When I write a story, I push out a first draft where I try not to go back and correct or change as I write. I get the story down (and all those pesky letters, words, and sentences build up into something resembling a plot, characters and lives), and then I go back. This is one of my favorite parts of the writing process. I go back and I really get to know my characters, and I try to add all the “little things” that may be missing in the text but have formed in my brain as I’ve written about their lives. This is when I write about Jessie’s eclectic collection of theater shirts or the crack on the back of Natalie’s iPhone case from when Clay dropped it in the supermarket. This is when characters become people, houses become homes, and feelings go from words to actual emotions that stir up inside of us in some shared way.

I like to look at the “little things” in my world and take note of what makes me and the people around me “real.” It is a fun experience if you’d like to try it. Sometimes it means taking an extra long look at someone when they don’t know you are watching them (not as creepy as it sounds). Or slowing down when you are in nature to take in every sensory detail and commit them to memory. I think that is the thing about writers–they feel deeply, they love deeply, they hurt deeply and then they remember deeply. And then, they share.

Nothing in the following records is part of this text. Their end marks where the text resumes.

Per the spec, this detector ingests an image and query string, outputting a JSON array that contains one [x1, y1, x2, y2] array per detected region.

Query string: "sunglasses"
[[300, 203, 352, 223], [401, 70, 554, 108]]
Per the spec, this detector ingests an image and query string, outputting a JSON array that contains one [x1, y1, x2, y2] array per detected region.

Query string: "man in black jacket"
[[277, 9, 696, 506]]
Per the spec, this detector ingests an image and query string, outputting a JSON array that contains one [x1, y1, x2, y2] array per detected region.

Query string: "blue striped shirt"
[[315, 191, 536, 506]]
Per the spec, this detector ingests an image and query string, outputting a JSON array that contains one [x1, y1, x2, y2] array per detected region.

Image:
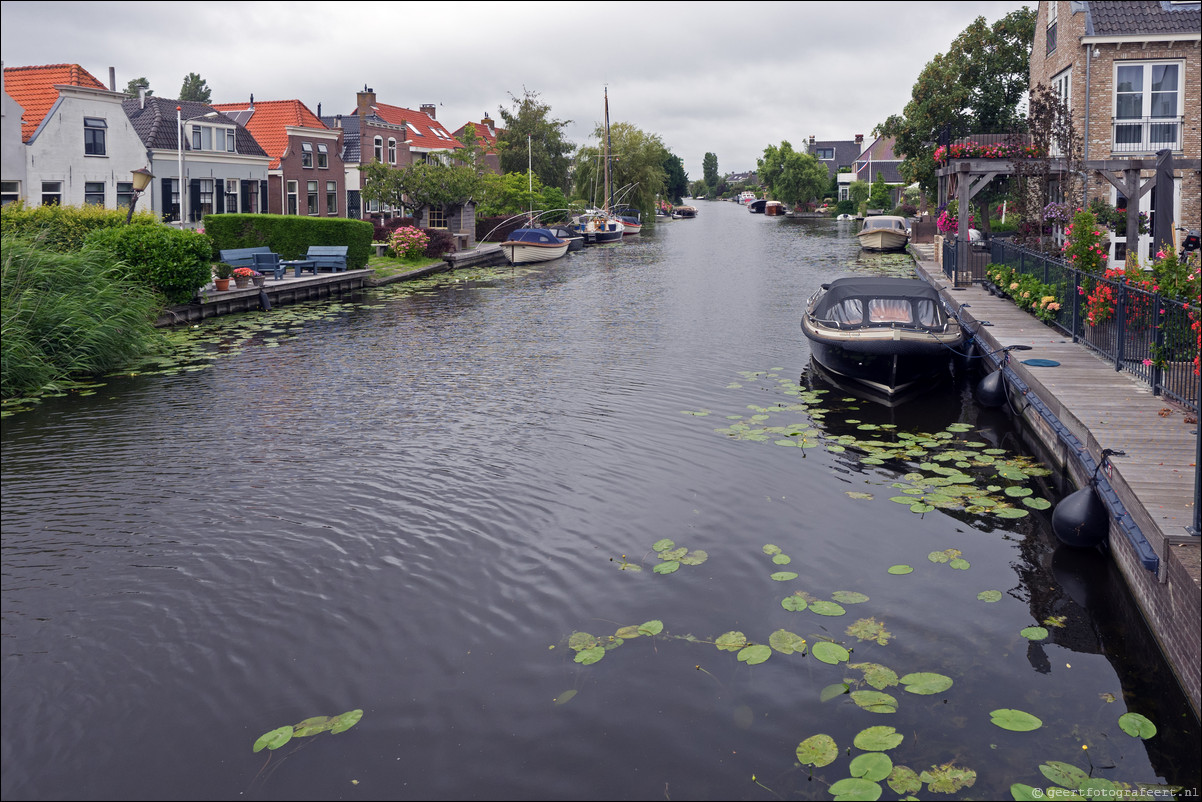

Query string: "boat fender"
[[1052, 486, 1111, 548], [972, 370, 1006, 408]]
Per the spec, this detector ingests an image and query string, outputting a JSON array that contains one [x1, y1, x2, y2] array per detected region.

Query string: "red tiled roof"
[[4, 64, 108, 142], [371, 103, 463, 150], [210, 100, 326, 170]]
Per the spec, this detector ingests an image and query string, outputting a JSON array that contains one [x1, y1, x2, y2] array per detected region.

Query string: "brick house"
[[1030, 0, 1202, 263], [213, 96, 346, 218]]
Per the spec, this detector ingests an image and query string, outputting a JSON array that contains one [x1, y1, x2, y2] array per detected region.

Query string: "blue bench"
[[304, 245, 346, 273], [221, 245, 284, 280]]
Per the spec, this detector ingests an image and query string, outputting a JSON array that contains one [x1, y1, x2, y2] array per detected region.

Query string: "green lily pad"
[[852, 726, 905, 755], [851, 690, 898, 713], [1119, 713, 1156, 741], [847, 751, 893, 783], [738, 643, 772, 666], [768, 629, 805, 654], [827, 777, 882, 802], [1018, 626, 1048, 641], [899, 671, 952, 696], [255, 726, 294, 751], [989, 707, 1043, 732], [797, 733, 839, 768], [810, 641, 851, 665]]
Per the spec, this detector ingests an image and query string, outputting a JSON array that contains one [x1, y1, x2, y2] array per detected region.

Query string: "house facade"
[[1030, 0, 1202, 263], [213, 96, 347, 218], [123, 95, 269, 228], [2, 64, 153, 209]]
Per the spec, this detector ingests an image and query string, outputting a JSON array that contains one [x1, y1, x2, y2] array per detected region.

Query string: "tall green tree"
[[701, 153, 718, 194], [179, 72, 213, 103], [874, 7, 1035, 195], [496, 89, 573, 192], [125, 77, 154, 97], [576, 123, 668, 216], [756, 139, 831, 206], [664, 153, 689, 203]]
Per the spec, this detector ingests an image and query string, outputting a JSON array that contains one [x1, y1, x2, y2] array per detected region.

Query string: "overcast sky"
[[0, 0, 1034, 180]]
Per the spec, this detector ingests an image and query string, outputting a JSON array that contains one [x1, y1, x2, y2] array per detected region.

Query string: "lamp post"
[[125, 167, 154, 225], [175, 106, 218, 228]]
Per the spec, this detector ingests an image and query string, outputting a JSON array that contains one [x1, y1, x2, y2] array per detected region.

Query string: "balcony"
[[1111, 117, 1185, 154]]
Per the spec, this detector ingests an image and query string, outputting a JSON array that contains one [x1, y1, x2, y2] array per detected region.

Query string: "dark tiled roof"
[[121, 95, 267, 156], [1087, 0, 1202, 36]]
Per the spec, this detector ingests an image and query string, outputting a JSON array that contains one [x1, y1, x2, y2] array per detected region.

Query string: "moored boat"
[[501, 228, 569, 265], [802, 277, 964, 397], [856, 214, 910, 250]]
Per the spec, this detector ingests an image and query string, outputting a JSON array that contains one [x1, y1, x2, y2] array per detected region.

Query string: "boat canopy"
[[506, 228, 564, 245]]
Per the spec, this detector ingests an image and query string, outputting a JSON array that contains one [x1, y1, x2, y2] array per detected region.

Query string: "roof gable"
[[213, 100, 326, 170], [4, 64, 108, 142]]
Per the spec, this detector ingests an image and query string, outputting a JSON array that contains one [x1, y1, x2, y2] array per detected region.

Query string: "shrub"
[[84, 225, 213, 303], [0, 201, 159, 254], [0, 235, 161, 398]]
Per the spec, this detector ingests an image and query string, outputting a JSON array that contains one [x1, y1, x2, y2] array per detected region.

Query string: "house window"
[[190, 178, 216, 220], [83, 182, 105, 206], [42, 182, 63, 206], [0, 182, 20, 206], [1113, 61, 1184, 153], [83, 117, 108, 156], [1045, 0, 1060, 53]]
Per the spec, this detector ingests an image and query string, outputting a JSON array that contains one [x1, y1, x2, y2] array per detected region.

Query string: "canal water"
[[0, 203, 1198, 800]]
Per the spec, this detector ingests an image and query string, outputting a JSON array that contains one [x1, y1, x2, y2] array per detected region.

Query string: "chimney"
[[355, 84, 375, 117]]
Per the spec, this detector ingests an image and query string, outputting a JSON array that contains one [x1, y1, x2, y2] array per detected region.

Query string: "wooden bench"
[[221, 245, 284, 280], [304, 245, 346, 273]]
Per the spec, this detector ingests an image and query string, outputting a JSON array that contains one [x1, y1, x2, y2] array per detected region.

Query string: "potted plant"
[[213, 262, 233, 290]]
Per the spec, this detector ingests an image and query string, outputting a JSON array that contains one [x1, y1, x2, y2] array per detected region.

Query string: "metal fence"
[[944, 239, 1202, 412]]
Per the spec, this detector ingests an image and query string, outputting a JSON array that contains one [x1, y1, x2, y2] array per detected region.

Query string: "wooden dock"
[[911, 245, 1202, 715]]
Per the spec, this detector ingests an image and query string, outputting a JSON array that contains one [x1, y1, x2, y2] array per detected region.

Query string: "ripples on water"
[[2, 204, 1197, 800]]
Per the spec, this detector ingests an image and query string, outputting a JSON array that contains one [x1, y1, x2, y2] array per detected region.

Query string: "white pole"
[[175, 106, 188, 228]]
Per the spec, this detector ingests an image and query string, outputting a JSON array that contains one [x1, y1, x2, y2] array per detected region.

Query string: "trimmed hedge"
[[84, 224, 213, 303], [204, 214, 374, 271], [0, 201, 159, 254]]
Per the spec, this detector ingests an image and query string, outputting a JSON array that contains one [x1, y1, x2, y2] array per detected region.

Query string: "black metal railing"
[[980, 240, 1202, 412]]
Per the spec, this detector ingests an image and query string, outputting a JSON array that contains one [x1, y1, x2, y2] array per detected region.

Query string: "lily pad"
[[847, 751, 893, 783], [797, 733, 839, 768], [989, 707, 1043, 732], [1119, 713, 1156, 741], [810, 641, 851, 665], [852, 726, 905, 755], [851, 690, 898, 713]]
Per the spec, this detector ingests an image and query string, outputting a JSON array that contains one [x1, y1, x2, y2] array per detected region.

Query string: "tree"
[[756, 139, 831, 206], [874, 7, 1035, 195], [179, 72, 213, 103], [701, 153, 718, 195], [664, 153, 689, 203], [125, 78, 154, 97], [496, 88, 572, 191], [576, 123, 670, 215]]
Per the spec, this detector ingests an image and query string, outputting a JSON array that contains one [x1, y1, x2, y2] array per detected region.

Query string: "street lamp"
[[175, 106, 218, 228], [125, 167, 154, 225]]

Whether you are a writer or not, it can’t hurt to take a moment to see the little things in your life that make you and the people around you memorable and special. I promise you’ll find greater value in the people you spend your days with, or the stranger you pass in the mall, or the cluster of trees you’ve walked past a thousand times. And if you are feeling dizzy from the mad rush of life, take a moment to focus on one of these small, bright spots that make you smile, and let you know that you aren’t a character on a page but that you are alive.